Canada has been invited to join the Trans-Pacific Partnership trade talks.
The invitation was greeted with applause from the Canadian Cattlemen’s Association and the Canadian Meat Council. Both said it will improve export opportunities.
Supply management for dairy and poultry farmers has been a contentious issue because New Zealand and the United States insisted Canada must be willing to make concessions.
Industry Minister Christian Paradis told reporters before question period today that "we always said that we stand by supply management."
In the House of Commons, Gerald Keddy, parliamentary secretary to the trade minister, said during question period "we did not give away anything to get to the table."
Prime Minister Stephen Harper, who made the announcement in Mexico where he is attending a G-20 meeting, said nothing about supply management – whether it is on the negotiating agenda or whether he’s going to refuse to make concessions on it.
Negotiators worked hard behind the scenes, mainly to convince the United States, to get an invitation.
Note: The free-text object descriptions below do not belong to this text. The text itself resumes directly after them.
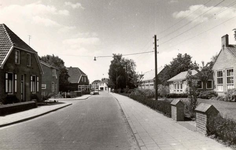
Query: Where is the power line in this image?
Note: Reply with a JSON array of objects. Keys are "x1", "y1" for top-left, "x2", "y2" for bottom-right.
[
  {"x1": 162, "y1": 7, "x2": 236, "y2": 51},
  {"x1": 96, "y1": 50, "x2": 154, "y2": 58},
  {"x1": 160, "y1": 0, "x2": 226, "y2": 39},
  {"x1": 158, "y1": 0, "x2": 213, "y2": 35},
  {"x1": 160, "y1": 0, "x2": 236, "y2": 45}
]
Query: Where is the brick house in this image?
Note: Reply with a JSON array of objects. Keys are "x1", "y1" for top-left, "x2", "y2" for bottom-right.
[
  {"x1": 67, "y1": 67, "x2": 90, "y2": 93},
  {"x1": 168, "y1": 70, "x2": 213, "y2": 94},
  {"x1": 0, "y1": 24, "x2": 43, "y2": 103},
  {"x1": 40, "y1": 61, "x2": 59, "y2": 98},
  {"x1": 91, "y1": 80, "x2": 101, "y2": 90},
  {"x1": 212, "y1": 34, "x2": 236, "y2": 94}
]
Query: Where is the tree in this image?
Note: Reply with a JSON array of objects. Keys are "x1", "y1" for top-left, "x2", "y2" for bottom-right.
[
  {"x1": 108, "y1": 54, "x2": 139, "y2": 90},
  {"x1": 41, "y1": 55, "x2": 70, "y2": 92},
  {"x1": 158, "y1": 53, "x2": 196, "y2": 85}
]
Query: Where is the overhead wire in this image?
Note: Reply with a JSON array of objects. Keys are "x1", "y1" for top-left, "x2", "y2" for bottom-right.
[
  {"x1": 160, "y1": 0, "x2": 226, "y2": 40},
  {"x1": 160, "y1": 0, "x2": 236, "y2": 45},
  {"x1": 158, "y1": 0, "x2": 213, "y2": 35}
]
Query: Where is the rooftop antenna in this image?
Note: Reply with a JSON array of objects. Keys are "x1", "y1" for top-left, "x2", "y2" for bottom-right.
[
  {"x1": 233, "y1": 29, "x2": 236, "y2": 41},
  {"x1": 28, "y1": 35, "x2": 31, "y2": 46}
]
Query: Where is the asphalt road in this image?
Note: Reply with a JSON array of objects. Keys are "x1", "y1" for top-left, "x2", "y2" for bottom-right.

Mexico was invited in on Monday, but apparently the negotiators needed to deal with some more issues to get Canada’s invitation.
The Canadian Cattlemen’s Association noted that whether or not Japan gets in invitation, it’s good news that the two recently agreed to direct trade negotiaions.
Harper’s team is also working to reduce trade barriers with India and China.
The Canadian Meat Council noted that 10 of the 11 countries now involved in the TPP negotiations are customers buying Canadian meat.